Héctor Tobar writes in “Our Migrant Souls” that the focus on Latinos in crisis or as undocumented immigrants misses their history and centrality to the American story.

Author Héctor Tobar is not surprised by the recent spate of measures to restrict diversity and inclusion efforts in education.

“There are a lot of people who are threatened by Latinos when they are assertive and self-confident,” he said in an interview with NBC News. “And so they’re trying to keep us in our place, to belittle us. These campaigns are happening so that young Latinos don’t grow up thinking of themselves as people who matter.”

The Pulitzer Prize-winning journalist and scholar rebukes such thinking with his latest book, “Our Migrant Souls: A Meditation on Race and the Meanings and Myths of Latino.” In it, Tobar explores what it means to be Latino in the 21st century — by reflecting on his past, visiting his parents’ homeland and taking a road trip across the United States.

Farrar Strauss Giroux

He said he wrote “Our Migrant Souls” because, in his view, the national conversation about race and identity rarely includes Latinos.

“We are not seen as people who are central to the American story. We are seen as the supporting cast, like this inconsequential supporting actor," Tobar said. He points out that it is Latino labor that keeps the country functioning and that is essential to industries such as construction and agriculture — and that it was largely Latino workers who built the infrastructure of the American southwest.

As he strives to illuminate the Latino experience, he acknowledges that the construct of “Latino“ is artificial and complicated.

“Latino is the most open-ended and loosely defined of the ‘non-white’ categories in the United States,” Tobar writes. “As such it can feel like the transit lounge of American identities, one where people come and go with relative ease.”

The son of Guatemalan immigrants, Tobar, 60, was raised in East Hollywood, California. He grew up among Eastern European, Mexican and Central American families. His godfather was an African American activist, while James Earl Ray (who later assassinated civil rights leader Martin Luther King Jr.) lived in his neighborhood — right next door.

His family’s presence in such a setting, Tobar writes, was completely natural: “Across the United States, Latino people inhabit places that are never far from Black struggle and the history of white supremacy.”

Hector Tobar with his mother Mercedes at the Griffith Park Observatory, Los Angeles, 1963.
Héctor Tobar with his mother, Mercedes, at the Griffith Park Observatory, Los Angeles, 1963.Courtesy Hector Tobar

Tobar hopes that his book will help young Latinos understand the complexities of the worlds they inhabit.

“A lot of us as Latino people grow up with the erasure of ourselves from most of the mainstream media,” he said.

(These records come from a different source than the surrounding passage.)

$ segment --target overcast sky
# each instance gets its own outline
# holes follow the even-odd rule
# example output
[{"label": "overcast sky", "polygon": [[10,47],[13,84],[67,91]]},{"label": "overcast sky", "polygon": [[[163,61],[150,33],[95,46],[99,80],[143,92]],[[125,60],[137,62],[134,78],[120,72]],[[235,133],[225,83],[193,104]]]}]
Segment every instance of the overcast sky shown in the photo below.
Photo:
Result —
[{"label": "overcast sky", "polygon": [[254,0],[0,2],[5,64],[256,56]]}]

Tobar said that because the press tends to focus on Latinos in crisis or as undocumented immigrants, “there is this equation of our identity with working class status, and with a lack of sophistication and intelligence."

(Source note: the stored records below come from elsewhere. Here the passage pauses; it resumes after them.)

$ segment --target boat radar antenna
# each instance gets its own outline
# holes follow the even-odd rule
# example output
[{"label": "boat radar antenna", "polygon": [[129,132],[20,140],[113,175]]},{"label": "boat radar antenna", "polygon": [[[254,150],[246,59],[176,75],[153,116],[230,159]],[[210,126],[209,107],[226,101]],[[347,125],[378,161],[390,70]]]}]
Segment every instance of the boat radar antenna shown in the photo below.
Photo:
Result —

He recalls a moment in 2010 when he was dressed casually at a suburban park and a child mistook him for an ice cream vendor.

The 'little bit ludicrous' arguments over labels

When the Pew Center asked Latinos in 2020 about their preferred pan-ethnic term, 61% of respondents said they preferred the term Hispanic, followed by 29% who preferred Latino. Only 4% chose “Latinx,” a gender-neutral alternative, which is intended to be inclusive but often sparks backlash

In Tobar’s view, the term “Latinx” was adopted by young Latinos who wanted to show support for the LGBTQ+ community and who were somewhat distanced from the Spanish language. Many native Spanish-speakers or people raised among Spanish-speakers, in contrast, are comfortable with the ideas that all nouns have genders, with the default term for a group being masculine.

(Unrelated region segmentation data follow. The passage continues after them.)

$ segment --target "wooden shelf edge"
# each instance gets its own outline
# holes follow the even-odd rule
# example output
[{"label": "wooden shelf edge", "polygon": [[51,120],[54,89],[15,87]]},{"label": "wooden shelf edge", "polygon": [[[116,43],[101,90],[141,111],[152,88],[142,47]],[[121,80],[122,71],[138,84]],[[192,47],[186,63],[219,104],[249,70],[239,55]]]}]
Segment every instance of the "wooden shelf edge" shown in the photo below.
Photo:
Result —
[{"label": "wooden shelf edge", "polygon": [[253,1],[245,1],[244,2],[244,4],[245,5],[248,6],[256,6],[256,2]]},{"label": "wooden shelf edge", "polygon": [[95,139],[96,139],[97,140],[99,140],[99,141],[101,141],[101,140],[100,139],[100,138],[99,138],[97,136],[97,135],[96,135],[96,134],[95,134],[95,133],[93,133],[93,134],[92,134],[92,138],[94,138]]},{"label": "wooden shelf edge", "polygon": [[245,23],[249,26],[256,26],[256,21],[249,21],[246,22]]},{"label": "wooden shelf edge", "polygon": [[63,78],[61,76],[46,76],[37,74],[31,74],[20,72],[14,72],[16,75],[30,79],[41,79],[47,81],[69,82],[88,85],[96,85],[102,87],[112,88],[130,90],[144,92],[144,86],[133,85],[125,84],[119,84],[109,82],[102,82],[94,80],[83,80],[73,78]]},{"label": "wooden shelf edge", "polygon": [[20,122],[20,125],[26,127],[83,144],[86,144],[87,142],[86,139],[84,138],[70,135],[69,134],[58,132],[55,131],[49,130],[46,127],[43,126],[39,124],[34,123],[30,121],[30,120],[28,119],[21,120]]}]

Controversy over Latinx is rooted in this generational and linguistic conflict, he explained. In addition, many Latinos heard “Latinx” emerging in the media and felt like it was being imposed on them by others.

The ongoing arguments over Latinx are “a little bit ludicrous," Tobar said. He sees both “Latino “and “Latinx” as problematic because the words bear the "Latin-" prefix.

“This is assigning a European term to a group of people who are also Indigenous and African," he said. He likens attempts to define Latinos with labels as “like using crayons, which are very crude instruments, when you need a fine-bristle paintbrush to really capture who we are.”  

Author Hector Tobar.
Author Héctor Tobar.Patrice Normand / Agency Opale

“Latino identity masks a great deal of cultural mixing,” Tobar said. “I like to say that Latino or even Latinx is a synonym for mixed, a person who is Latino more than likely has European and Indigenous roots, or even African roots.”

"Our Migrant Souls" has drawn wide praise; Publishers Weekly described it as “lyrical and uncompromising,” while Kirkus Reviews termed it “a powerful look at what it means to be a community that, though large, remains marginalized.”

Along his literary journey, Tobar’s book delves into everything from immigration policy to queer utopias to the cultural impact of the late iconic Mexican painter Frida Kahlo.

Tobar is the author of six books, published in 15 languages. He has been a columnist for the Los Angeles Times and a contributing writer to The New York Times. His acclaimed book, “Deep Down Dark: The Untold Stories of 33 Men Buried in a Chilean Mine and the Miracle That Set Them Free” was adapted into the 2015 film, “The 33” starring Antonio Banderas. A professor at the University of California, Irvine, Tobar was awarded a prestigious Guggenheim Fellowship in April.  Tobar was part of the Los Angeles Times reporting team whose coverage of the city's 1992 riots won a Pulitzer Prize.

Pushing 'our imperfect selves onto the American stage'

Looking ahead, Tobar is optimistic about the future for Latinos. “I’m very optimistic because I work with young people, and I see their energy. I see their ambition,” he said. “I see the love they have for themselves and their culture, which is wonderful.”

“Our fight is to push our imperfect selves onto the American stage. To stand as we are and force the United States to see us as we are,” he writes in his book. ”Lo bueno y lo malo (the good and the bad), the tragic and the defiant. And all the other states of being human that lie in between.”